John Frieda Go Blonder Saç Açıcı Sprey Kullanırken Dikkat Edilmesi  Gereken Noktalar

John-Frieda-Go-Blonder-Sac-Acici-Sprey


John Frieda Go Blonder Saç Açıcı Sprey'in zorlu kullanımı beni gerdiği için bazı önemli noktalardan bahsetmek yerinde olur diye düşündüm. Boya olarak Platin benzeri bir saç renginiz yoksa bu ürünü kullanmayın. Aynı şekilde doğal kahverengi ve daha koyu saçlarda kullanılmaması gerektiği söylenmiş. Bende ki turunculaşma bu yüzden olabilir. Daha sarıya dönük kumral saçlarda iyi sonuç alanlar var çünkü. Güneş ışığında açılmasını sağlayacaksanız yanınızda ayna bulundurun ve açılmayı kontrol edin. Saçlarınıza her zamankinden daha iyi bakım yapın, yağlarla, kürlerle elinizden ne geliyorsa işte. Çünkü John Frieda Go Blonder Saç Açıcı Sprey saçlarınızı çok güzel çatur çutur yapıyor, yıpratıyor. Bu ürünü kullandıktan sonra saç dökülme problemimde de artış oldu. He birde benim gibi kaş yapayım derken göz çıkarmayın.
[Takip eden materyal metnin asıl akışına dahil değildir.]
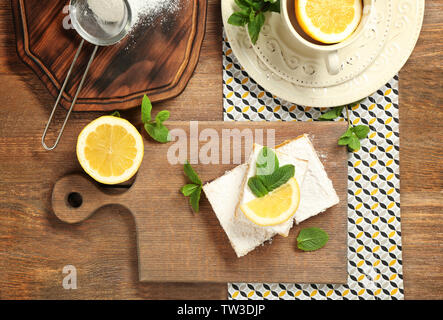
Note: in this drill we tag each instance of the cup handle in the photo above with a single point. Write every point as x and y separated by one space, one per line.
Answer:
333 63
Evde saçla uğraşmak, değişikliklerin sizin elinizden olması güzel bir his. Hele işler istediğiniz gibi giderse sınırları zorlamak isteyebilirsiniz. Benim ki ufak bir örnekti; siz daha zor bir durumda kendinizi bulabilirsiniz. O yüzden bu tarz ürünleri kullanırken dikkatli olmakta fayda var. Tekrar alır mıyım bilmiyorum ama uzun süre tekrar kullanmayacağım kesin :)

John Frieda Go Blonder Saç Açıcı Sprey'i Watsons mağazalarında 30-35 gibi bir fiyata bulabilirsiniz. Okuduğunuz için teşekkürler. Hoş kalın.